Chapter 15. Asynchronous continuations

15.1. The concept

jBPM is based on Graph Oriented Programming (GOP). Basically, GOP specifies a simple state machine that can handle concurrent paths of execution. But in the execution algorithm specified in GOP, all state transitions are done in a single operation in the thread of the client. If you're not familiar with the execution algorithm defined in Chapter 4, Graph Oriented Programming, please read that first. By default, this performing state transitions in the thread of the client is a good approach cause it fits naturally with server side transactions. The process execution moves from one wait state to another wait state in one transaction.

But in some situations, a developer might want to fine-tune the transaction demarcation in the process definition. In jPDL, it is possible to specify that the process execution should continue asynchronously with the attribute async="true". async="true" can be specified on all node types and all action types.

15.2. An example

Normally, a node is always executed after a token has entered the node. So the node is executed in the thread of the client. We'll explore asynchronous continuations by looking two examples. The first example is a part of a process with 3 nodes. Node 'a' is a wait state, node 'b' is an automated step and node 'c' is again a wait state. This process does not contain any asynchronous behaviour and it is represented in the picture below.
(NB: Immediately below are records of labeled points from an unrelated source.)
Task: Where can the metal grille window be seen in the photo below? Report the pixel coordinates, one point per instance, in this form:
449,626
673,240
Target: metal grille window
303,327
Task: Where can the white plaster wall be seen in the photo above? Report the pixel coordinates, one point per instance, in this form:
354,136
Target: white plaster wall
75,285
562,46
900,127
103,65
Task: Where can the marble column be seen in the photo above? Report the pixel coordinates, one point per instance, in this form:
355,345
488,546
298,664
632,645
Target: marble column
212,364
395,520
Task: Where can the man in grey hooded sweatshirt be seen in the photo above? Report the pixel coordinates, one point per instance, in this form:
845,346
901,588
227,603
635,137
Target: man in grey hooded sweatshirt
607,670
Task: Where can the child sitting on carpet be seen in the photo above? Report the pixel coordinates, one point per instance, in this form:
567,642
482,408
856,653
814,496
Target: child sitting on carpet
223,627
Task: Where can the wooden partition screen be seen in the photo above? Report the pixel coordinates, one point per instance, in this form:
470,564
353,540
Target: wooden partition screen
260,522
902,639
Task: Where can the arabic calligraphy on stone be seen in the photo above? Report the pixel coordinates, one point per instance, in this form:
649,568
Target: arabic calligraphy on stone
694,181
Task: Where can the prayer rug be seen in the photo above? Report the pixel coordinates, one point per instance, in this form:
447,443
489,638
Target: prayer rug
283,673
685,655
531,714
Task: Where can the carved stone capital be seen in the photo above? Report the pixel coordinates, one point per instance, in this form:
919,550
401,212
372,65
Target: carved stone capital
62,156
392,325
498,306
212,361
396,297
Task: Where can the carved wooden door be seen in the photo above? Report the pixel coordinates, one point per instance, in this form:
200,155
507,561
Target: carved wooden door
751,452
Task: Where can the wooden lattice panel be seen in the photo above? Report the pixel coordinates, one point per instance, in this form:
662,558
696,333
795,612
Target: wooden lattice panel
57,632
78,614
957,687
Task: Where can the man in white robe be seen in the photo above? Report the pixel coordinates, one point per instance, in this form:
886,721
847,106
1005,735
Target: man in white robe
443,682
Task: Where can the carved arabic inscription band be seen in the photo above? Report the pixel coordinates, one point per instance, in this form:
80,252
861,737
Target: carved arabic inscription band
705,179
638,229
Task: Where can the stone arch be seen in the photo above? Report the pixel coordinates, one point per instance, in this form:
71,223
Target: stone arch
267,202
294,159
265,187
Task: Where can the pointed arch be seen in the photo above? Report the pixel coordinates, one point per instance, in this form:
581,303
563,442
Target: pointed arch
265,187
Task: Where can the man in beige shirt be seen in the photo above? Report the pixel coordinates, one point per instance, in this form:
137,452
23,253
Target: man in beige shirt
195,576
The first frame, shows the starting situation. The token points to node 'a', meaning that the path of execution is waiting for an external trigger. That trigger must be given by sending a signal to the token. When the signal arrives, the token will be passed from node 'a' over the transition to node 'b'. After the token arrived in node 'b', node 'b' is executed. Recall that node 'b' is an automated step that does not behave as a wait state (e.g. sending an email). So the second frame is a snapshot taken when node 'b' is being executed. Since node 'b' is an automated step in the process, the execute of node 'b' will include the propagation of the token over the transition to node 'c'. Node 'c' is a wait state so the third frame shows the final situation after the signal method returns.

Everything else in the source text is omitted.